I'd like to offer this jar containing 19 multi-class (1-of-n) text 
datasets, whose word count feature vectors have already been extracted. 
I thought it'd be good to 
post at the UCI repository and the WEKA datasets site, if you are 
interested.   It's 14MB compressed.

The problems come from LA Times, TREC, OHSUMED, etc. and the data were 
originally converted to word counts by   

Han, E. and Karypis, G.   Centroid-Based Document Classification: 
Analysis & Experimental Results. In Proc. of the 4th European Conf. on 
the Principles of Data Mining and Knowledge Discovery (PKDD): 424-431, 
2000.

I have found them quite useful for studies, e.g.

G. Forman & Ira Cohen.  Learning from Little: Comparison of Classifiers 
Given Little Training  ECML'04.  Hewlett-Packard Labs TR HPL-2004-19R1.

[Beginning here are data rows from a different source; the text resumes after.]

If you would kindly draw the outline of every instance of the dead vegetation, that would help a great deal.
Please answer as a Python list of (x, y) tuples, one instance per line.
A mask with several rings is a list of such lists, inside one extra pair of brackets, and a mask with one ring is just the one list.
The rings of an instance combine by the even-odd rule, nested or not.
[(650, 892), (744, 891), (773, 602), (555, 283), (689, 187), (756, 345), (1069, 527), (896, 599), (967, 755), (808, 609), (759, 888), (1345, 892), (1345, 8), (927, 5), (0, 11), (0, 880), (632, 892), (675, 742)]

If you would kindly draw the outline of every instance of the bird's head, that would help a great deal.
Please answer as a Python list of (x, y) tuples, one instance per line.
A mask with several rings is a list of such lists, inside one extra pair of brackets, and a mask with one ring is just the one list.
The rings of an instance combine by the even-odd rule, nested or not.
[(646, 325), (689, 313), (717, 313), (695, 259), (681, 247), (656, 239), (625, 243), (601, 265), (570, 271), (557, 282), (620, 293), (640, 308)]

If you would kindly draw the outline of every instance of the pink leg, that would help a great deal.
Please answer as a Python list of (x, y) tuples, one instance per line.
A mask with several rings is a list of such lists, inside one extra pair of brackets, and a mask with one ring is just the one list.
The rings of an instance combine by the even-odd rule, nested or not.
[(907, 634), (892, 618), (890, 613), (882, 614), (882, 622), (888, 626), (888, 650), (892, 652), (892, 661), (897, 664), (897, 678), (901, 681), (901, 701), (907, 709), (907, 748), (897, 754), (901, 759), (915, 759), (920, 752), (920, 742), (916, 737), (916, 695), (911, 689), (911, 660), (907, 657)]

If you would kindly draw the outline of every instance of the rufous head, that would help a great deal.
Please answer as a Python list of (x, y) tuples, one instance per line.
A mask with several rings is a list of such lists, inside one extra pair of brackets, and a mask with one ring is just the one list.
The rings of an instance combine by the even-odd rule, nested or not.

G. Forman.  A Pitfall and Solution in Multi-Class Feature Selection for 
Text Classification.  ICML'04. HPL-2004-86

G. Forman.  An Extensive Empirical Study of Feature Selection Metrics 
for Text Classification. Special Issue on Variable and Feature 
Selection, Journal of Machine Learning Research, 3(Mar):1289-1305, 2003. 
HPL-2002-147R1.  ((Their web-site has a subset of these datasets, but it 
only includes binary features--- word occurs 1 or more times.))

  George Forman